00:05:47: Und die Aufgabe war es diese Kraft so lang es geht aufrecht zu erhalten im beiden Modi.

00:05:52: Es ging also eher um eine Kraftausdauer.

00:05:55: in dem Fall Ja was war das Ergebnis?

00:05:59: Trotz gleicher Kraft konnten die Personen deutlich länger drücken als halten.

00:06:03: Also gleiche Kraft, gleiche Position Nur diese unterschiedlichen Modi, die man subjektiv ausführt.

00:06:10: Und trotzdem war das Drücken länger als es halten.

00:06:12: Das spricht ja eigentlich dafür, dass man beim Halten früher ermüdet und der Unterschied war deutlich und klar signifikant?
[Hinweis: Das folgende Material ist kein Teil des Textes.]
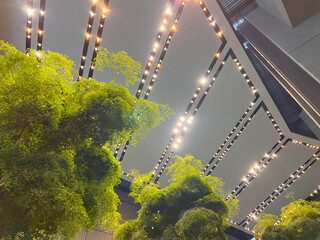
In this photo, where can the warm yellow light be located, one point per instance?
(29, 11)
(168, 10)
(203, 81)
00:06:19: Aber das spricht dafür, daß es sich um zwei verschiedene Prozesse handelt!

00:06:23: Jetzt tiefer ein, die Details einzusteigen – das würde zu weit führen.

00:06:26: Wir haben die Papers in den Show Notes verlinkt.

00:06:29: bei Interesse schaut dort einfach nach.

00:06:34: Aber ist das auch noch so, wenn zwei Personen miteinander agieren?

00:06:39: Eine drückt die andere hält dagegen.

00:06:41: Da

00:06:41: haben wir entsprechende weitere Studie gemacht bei Interaktion von zwei Personen.

00:06:47: Das

00:06:47: ging also so, der eine drückte und der andere hielt mit einer definierten Kraft Und dann wurden die Rollen getauscht.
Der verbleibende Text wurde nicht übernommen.